Since most of our day as mothers revolves around our children, we must ask: are we really benefiting them when we serve them without receiving from them or others? Are we able to get the oxygen mask on them if we don't have oxygen ourselves? The answer is no. When we're exhausted, grouchy or ill, our children suffer most because we're not at our best. But it's more than that. One of the most serious problems is that we are being absolutely terrible role models. I recently read the story of a mother whose son committed suicide at his Ivy League College. Why? No one knows. He never asked for help so no one knows why or how he got so depressed that he felt he had to take his own life. As moms, when we act as though we're superhuman and can shoulder everyone else's needs without taking care of our own, we fail to help our children know when and how to ask for help. We give them the impression that they, too, should be able to do it all, no matter what level of stress they're under. We send the message that nurturing oneself is somehow unhealthy or that they are "failures" if they need help, ask for help, or spend time in self-nurturing.

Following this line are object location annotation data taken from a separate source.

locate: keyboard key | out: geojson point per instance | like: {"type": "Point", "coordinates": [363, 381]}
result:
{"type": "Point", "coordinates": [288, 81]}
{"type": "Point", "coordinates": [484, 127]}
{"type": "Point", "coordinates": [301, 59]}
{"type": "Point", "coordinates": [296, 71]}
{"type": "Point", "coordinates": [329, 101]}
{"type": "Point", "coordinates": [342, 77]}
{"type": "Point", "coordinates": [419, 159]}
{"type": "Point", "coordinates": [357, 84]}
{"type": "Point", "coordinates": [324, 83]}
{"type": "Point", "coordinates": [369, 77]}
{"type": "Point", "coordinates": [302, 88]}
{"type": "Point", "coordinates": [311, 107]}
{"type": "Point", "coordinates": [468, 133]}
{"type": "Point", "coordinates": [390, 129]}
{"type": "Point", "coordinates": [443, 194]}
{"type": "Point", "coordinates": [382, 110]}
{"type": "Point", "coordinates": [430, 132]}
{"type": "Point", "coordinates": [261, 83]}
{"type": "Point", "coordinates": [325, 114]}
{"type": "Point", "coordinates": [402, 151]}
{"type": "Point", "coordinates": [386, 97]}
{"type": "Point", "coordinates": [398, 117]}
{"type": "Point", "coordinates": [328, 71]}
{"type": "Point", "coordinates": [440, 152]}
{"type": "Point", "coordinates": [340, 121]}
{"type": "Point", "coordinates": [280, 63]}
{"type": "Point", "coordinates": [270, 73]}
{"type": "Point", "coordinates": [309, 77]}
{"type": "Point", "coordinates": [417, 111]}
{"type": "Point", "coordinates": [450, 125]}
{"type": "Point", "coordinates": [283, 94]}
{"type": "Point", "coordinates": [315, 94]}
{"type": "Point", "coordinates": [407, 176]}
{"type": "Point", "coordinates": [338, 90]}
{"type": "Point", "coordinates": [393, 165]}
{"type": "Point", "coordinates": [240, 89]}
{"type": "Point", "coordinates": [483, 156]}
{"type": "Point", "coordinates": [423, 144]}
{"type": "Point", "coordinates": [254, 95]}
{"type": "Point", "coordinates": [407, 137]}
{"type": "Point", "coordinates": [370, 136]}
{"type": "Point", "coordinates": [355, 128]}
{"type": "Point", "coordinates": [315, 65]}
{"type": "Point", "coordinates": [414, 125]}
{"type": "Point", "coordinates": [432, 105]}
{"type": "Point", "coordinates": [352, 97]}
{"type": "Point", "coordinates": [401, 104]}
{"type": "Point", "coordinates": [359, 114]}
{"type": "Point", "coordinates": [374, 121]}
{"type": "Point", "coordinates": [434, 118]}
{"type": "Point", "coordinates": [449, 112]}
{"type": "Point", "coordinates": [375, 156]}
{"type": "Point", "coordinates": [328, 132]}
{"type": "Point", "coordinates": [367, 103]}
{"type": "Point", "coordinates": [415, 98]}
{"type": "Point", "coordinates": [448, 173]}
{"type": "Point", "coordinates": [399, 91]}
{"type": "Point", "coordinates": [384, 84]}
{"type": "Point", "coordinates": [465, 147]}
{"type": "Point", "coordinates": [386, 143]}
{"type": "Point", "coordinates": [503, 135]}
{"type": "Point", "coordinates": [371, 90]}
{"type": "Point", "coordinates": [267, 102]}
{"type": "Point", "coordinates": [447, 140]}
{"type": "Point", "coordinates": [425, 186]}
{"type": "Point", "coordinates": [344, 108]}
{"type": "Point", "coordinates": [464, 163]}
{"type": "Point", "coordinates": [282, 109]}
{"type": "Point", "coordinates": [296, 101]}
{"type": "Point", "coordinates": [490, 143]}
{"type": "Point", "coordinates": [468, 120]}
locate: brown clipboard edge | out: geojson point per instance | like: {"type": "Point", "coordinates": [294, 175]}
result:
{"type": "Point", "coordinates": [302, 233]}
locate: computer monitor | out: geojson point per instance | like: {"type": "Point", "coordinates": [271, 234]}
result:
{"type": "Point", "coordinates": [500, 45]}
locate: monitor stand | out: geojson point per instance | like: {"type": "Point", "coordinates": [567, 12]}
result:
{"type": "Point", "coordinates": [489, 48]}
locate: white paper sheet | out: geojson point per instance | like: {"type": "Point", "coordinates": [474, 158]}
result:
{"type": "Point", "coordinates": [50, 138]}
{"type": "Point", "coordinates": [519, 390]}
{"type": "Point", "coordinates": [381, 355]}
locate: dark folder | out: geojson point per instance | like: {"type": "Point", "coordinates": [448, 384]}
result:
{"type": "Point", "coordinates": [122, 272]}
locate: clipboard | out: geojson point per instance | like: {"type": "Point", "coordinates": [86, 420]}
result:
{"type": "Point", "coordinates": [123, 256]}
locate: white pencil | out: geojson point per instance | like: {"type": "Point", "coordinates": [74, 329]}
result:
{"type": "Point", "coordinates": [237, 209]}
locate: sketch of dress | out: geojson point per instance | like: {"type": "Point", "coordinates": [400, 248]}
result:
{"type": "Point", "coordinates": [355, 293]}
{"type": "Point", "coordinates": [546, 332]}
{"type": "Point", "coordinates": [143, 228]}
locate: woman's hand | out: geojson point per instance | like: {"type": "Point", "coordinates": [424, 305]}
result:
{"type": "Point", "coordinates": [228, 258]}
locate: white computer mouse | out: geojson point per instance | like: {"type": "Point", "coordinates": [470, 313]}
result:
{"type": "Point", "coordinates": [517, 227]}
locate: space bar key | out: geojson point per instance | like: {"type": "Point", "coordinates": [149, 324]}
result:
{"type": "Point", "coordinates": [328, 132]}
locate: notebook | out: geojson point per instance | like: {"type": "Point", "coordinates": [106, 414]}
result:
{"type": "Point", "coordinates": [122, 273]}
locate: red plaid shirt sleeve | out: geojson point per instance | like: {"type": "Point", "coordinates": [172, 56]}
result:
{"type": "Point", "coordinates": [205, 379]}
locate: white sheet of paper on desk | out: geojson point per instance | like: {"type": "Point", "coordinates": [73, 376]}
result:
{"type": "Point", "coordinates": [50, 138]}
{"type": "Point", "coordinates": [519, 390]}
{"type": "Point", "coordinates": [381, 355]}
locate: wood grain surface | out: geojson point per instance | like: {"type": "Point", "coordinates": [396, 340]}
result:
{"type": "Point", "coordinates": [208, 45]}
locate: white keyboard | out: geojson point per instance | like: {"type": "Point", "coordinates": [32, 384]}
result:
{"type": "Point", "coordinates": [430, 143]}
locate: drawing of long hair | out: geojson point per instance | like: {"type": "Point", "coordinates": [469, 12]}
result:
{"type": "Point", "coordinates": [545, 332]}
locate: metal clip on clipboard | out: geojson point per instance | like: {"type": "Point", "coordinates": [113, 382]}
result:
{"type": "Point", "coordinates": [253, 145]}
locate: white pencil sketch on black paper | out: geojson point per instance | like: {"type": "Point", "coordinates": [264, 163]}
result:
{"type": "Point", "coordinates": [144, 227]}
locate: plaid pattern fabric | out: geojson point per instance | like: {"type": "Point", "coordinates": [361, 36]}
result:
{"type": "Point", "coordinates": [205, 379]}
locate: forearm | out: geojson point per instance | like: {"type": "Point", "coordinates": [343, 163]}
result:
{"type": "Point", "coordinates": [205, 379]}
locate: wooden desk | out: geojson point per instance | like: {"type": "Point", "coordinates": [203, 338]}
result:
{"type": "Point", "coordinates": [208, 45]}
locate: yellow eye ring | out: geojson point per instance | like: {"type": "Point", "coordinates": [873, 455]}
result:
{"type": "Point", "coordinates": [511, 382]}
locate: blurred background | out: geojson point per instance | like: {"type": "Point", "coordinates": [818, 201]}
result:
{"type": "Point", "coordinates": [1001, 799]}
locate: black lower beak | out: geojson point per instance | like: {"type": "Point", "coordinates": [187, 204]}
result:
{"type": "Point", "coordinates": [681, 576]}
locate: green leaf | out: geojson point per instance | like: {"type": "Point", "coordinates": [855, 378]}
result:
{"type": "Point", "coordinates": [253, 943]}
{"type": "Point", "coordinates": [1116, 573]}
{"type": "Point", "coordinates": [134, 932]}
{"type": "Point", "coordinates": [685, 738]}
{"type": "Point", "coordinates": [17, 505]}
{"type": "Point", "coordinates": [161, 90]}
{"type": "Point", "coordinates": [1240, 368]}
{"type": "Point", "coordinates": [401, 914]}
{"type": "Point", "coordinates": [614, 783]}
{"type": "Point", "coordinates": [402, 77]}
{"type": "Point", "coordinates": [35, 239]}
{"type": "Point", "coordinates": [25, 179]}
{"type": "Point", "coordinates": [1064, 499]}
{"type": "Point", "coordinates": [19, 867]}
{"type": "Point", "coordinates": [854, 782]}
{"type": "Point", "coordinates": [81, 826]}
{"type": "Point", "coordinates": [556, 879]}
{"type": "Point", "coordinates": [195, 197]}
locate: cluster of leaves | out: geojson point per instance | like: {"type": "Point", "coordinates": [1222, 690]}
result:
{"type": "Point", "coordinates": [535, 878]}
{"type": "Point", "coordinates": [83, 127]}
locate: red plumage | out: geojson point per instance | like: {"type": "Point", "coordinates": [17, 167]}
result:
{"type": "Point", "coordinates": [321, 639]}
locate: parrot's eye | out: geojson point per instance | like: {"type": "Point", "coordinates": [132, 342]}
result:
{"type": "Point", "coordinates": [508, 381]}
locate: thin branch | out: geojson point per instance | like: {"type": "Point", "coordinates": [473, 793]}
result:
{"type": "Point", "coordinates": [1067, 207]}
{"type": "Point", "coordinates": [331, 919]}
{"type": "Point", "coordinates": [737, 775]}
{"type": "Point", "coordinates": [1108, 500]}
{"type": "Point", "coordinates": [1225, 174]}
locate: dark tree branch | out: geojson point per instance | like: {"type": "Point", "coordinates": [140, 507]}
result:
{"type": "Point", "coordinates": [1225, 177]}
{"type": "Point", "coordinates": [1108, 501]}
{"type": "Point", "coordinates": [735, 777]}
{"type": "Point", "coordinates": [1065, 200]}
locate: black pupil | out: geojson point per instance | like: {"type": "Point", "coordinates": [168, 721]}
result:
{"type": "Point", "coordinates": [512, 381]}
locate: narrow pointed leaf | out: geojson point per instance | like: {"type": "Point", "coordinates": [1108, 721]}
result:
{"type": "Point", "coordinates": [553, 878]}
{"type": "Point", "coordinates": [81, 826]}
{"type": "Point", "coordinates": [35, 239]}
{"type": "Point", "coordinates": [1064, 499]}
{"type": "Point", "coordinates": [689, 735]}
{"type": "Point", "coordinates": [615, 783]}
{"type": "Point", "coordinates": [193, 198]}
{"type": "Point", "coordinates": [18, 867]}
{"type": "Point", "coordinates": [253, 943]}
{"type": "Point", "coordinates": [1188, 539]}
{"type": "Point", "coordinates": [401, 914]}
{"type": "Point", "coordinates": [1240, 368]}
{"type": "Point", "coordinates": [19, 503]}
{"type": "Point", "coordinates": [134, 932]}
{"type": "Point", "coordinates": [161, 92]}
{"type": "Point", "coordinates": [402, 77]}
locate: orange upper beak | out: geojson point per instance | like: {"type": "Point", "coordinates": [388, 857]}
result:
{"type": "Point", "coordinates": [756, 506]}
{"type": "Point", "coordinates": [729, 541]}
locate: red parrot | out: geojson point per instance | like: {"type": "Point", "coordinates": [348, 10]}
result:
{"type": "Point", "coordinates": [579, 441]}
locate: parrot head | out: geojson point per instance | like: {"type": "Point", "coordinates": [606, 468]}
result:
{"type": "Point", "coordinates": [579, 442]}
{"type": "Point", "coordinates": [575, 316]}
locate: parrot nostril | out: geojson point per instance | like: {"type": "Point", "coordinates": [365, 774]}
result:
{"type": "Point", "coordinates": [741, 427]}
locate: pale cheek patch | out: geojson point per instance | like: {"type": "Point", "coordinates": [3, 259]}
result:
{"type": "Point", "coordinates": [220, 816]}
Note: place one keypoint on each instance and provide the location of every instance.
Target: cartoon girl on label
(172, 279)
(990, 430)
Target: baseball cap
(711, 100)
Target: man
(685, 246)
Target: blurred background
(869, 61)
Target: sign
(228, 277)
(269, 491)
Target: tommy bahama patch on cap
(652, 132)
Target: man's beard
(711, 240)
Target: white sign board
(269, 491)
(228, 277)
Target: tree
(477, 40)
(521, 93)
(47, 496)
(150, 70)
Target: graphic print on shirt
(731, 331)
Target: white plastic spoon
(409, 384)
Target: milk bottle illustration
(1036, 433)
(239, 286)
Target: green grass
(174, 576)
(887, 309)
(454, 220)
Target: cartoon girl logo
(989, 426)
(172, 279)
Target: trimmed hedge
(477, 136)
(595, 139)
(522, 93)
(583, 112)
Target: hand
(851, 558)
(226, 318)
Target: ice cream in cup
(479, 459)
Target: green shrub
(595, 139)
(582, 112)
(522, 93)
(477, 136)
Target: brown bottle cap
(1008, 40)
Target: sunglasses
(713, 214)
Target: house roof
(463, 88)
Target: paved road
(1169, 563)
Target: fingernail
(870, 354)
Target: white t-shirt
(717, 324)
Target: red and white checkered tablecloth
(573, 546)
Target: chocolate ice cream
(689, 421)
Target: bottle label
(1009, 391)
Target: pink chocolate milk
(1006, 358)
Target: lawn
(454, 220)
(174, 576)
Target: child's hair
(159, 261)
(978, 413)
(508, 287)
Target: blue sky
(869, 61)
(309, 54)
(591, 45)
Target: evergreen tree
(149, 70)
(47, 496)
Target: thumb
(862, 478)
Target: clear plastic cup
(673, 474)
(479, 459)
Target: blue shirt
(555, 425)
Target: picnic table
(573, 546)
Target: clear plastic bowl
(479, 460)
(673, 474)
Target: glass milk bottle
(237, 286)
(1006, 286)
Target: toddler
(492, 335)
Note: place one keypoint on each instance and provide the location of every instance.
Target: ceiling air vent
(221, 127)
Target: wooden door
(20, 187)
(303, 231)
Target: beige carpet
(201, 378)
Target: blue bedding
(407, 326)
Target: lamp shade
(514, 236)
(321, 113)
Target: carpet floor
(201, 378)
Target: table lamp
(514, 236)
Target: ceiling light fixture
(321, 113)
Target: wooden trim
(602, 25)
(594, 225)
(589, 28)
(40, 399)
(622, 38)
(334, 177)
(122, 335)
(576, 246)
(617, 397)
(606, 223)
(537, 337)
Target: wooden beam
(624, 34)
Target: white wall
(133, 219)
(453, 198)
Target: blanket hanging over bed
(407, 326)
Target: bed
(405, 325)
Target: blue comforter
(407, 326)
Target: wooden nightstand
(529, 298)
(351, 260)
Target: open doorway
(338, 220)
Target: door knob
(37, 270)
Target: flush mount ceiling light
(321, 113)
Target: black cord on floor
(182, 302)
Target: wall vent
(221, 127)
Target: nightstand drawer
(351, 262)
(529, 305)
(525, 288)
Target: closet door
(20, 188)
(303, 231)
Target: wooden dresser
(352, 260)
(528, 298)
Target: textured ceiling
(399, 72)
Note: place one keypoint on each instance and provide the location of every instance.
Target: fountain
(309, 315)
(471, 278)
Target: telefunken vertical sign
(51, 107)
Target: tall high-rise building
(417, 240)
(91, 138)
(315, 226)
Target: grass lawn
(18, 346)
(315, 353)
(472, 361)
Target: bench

At the end of my session with the group of moms, I asked what each would do with more time if she had it. The answers varied, from reading a book, to taking a bath, to going for a walk. No one mentioned exercising or doing more Yoga, answering their e-mail or talking on the phone with a friend. Self-nurturing is about something different. Something of which silence is a part. There is transformation in silence and there is healing. It is restorative. Try to spend some of each day in silence. For at least a few moments each day, try to receive and not to give. Consider it your oxygen mask.